Tom Delahunty
- Full name: Thomas Gee Delahunty
- Born: 28 July 1935 Withington, Manchester, England
- Died: 14 October 2018 (aged 83) Waikanae, New Zealand

Domestic
- Years: League / Role
- 1970–1984: New Zealand National Soccer League / Referee

International
- Years: League / Role
- 1968–1984: FIFA listed / Referee

= Tom Delahunty =

British-New Zealand association football referee

Thomas Gee Delahunty (28 July 1935 – 14 October 2018) was a British-born New Zealand association football (soccer) referee, who was a FIFA referee from 1968–1984.

==Early life==
Delahunty was born on 28 July 1935 in Withington, Manchester, England. He initially played football (soccer) as a goalkeeper, but stopped after dislocating his fingers aged 14. At the age of 20, Delahunty moved to New Zealand, and he became a naturalised New Zealand citizen in 1981.

==Career==
Delahunty decided to take up refereeing aged 18. He worked for two years in Manchester, and continued after moving to New Zealand.
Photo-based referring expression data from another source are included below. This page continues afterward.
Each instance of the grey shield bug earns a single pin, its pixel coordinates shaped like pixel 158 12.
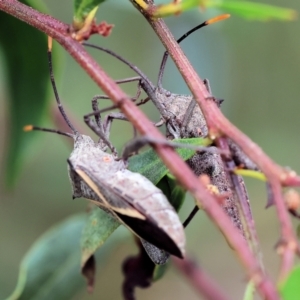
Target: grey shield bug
pixel 184 119
pixel 131 198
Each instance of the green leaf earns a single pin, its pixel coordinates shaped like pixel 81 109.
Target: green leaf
pixel 246 9
pixel 25 57
pixel 254 11
pixel 150 165
pixel 176 196
pixel 99 226
pixel 50 269
pixel 290 290
pixel 82 8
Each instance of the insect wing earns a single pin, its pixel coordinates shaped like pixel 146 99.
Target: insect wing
pixel 140 206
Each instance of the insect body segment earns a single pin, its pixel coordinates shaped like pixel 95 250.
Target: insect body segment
pixel 131 198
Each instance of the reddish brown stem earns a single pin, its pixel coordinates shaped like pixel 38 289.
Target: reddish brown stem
pixel 144 126
pixel 201 282
pixel 218 126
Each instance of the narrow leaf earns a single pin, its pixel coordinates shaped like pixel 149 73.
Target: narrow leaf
pixel 246 9
pixel 27 79
pixel 82 8
pixel 290 288
pixel 50 269
pixel 150 165
pixel 99 226
pixel 254 11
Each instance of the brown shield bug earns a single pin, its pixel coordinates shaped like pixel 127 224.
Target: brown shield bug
pixel 130 197
pixel 184 119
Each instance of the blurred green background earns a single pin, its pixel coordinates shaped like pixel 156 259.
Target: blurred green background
pixel 254 66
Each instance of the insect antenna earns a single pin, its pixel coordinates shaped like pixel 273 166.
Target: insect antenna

From 1968 until 1984, Delahunty was a FIFA international referee. In total, he refereed 19 international matches, including a number of New Zealand home internationals during the 1970s. From 1970, Delahunty worked as a referee for the newly formed New Zealand National Soccer League, and also refereed two Chatham Cup finals. Delahunty retired from refereeing in 1984.

In 1999, Delahunty was inducted into the New Zealand Soccer Hall of Fame.

==Death==
Delahunty died in a nursing home in Waikanae on 14 October 2018.